The column family is used to create multiple substructures for columns to be created. This means that columns in the same column family are stored within the same files on your filesystem whereas a different column family will be stored in a separate file on your file system. For querying the data this will greatly improve the performance.

Note that all databases use files for storing the data. Whether it is a relational SQL database or HBase.

In this tutorial we will start simply with the creation of a single table and column family. create ‘table_name’, ‘column_family’, thus:

create 'test_table', 'cf_test'

When you open the HBase Web UI again you would now see the just created HBase table. Great! We have now demonstrated how to create a HBase table. In the next section we are going to populate the table with data which you can afterwards query.

Load data in your HBase table

In this section I will explain how you can easily populate the HBase table with data. Obviously, this is only for experimentation purposes as loading data via the HBase cell line by line is not something for large scale exploitation. In those cases an Apache Nifi workflow would make more sense. Apache Nifi is generally used to process and distribute data.

put 'test_table', 'row1', 'cf_test:column1', 'value1'
put 'test_table', 'row2', 'cf_test:column2', 'value2'
put 'test_table', 'row3', 'cf_test:column3', 'value3'
put 'test_table', 'row4', 'cf_test:column4', 'value4'
put 'test_table', 'row5', 'cf_test:column1', 'value5'

As you can see, we loaded 5 rows into this table. Each has a separate and new column apart from row 5. This shows that it is a columnar store whereby you can define per row which column is created or reused. You can also easily update a row and add a new column. We will show that later in this tutorial.

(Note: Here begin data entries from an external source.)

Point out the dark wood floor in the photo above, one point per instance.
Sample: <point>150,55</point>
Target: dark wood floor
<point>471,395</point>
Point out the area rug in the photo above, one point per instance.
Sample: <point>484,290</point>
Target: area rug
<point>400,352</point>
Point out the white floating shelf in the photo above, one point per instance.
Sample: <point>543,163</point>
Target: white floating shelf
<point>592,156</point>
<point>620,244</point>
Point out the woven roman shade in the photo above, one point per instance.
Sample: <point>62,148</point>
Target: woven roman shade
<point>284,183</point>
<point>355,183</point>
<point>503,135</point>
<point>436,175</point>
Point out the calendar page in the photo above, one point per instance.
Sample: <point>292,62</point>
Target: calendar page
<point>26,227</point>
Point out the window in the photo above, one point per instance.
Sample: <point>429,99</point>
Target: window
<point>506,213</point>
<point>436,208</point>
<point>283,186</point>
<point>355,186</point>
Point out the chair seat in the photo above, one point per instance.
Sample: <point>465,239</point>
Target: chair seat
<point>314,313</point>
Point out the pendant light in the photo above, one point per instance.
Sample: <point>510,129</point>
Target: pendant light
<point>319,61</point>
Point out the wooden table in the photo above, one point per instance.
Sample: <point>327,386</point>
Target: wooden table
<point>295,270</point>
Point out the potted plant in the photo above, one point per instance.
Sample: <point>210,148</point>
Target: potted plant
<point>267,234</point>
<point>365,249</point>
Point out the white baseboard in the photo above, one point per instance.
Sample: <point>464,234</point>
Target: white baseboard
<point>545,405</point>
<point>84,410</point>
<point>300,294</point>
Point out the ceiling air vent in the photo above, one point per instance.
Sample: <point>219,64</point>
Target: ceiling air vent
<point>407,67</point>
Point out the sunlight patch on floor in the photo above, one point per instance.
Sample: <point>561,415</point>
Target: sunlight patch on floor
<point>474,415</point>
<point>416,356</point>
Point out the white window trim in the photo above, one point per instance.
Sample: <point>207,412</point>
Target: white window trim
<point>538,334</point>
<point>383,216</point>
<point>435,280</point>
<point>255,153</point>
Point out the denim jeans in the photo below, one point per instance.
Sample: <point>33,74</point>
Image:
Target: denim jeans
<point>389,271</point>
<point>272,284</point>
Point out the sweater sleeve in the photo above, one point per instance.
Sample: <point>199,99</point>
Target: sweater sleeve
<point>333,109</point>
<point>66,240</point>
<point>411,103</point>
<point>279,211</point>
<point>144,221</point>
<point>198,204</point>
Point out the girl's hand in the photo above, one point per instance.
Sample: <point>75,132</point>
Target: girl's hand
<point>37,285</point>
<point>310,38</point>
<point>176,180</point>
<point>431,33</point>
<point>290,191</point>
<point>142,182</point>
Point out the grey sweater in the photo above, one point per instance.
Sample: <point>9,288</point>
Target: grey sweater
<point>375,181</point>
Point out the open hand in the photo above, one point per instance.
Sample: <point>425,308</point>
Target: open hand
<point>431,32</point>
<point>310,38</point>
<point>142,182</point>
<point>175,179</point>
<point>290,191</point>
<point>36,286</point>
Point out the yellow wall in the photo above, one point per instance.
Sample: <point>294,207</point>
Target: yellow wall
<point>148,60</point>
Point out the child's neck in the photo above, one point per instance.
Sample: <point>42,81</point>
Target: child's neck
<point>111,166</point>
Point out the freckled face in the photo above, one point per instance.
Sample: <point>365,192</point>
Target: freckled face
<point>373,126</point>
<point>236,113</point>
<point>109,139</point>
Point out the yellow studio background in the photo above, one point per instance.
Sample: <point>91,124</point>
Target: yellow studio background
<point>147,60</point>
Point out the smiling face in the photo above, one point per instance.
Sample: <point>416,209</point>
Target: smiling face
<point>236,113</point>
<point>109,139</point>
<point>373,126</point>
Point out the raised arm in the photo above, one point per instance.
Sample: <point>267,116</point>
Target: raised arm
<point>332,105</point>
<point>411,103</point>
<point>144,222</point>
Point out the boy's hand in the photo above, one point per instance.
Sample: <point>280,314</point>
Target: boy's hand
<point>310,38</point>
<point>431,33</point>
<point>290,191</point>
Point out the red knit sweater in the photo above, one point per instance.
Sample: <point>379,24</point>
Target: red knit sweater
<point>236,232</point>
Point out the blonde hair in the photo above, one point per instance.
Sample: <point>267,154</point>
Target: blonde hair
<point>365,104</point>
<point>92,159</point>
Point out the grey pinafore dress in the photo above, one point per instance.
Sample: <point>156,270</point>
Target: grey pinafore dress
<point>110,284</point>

To verify and check the data you just loaded, you can use the scan function.

Query data in your HBase table

Querying data in your HBase table can be done in several ways. Initially I will show how you can quickly scan for the data you loaded in the previous section. Simply use the scan option.

scan 'test_table'

This will retrieve and show all records you just loaded into the HBase table within the shell.

If you want to select a single row and display the column value you can use the get command in the shell. This is shown below.

get 'test_table','row5'

This will show the Column1 value you have defined in the earlier step above.

In a new article I will show how you can query data from a HBase table via Apache Impala. Apache Impala allows executing Analytics and queries on top of data stored in Hadoop. HiveQL is a similar component in the Hadoop platform that also allows quering data from a HBase database. When considering the Hadoop platform, data can be stored in three storage type. There is the HBase columnar storage as described in this article, HDFS (Hadoop FileSystem) and Kudu.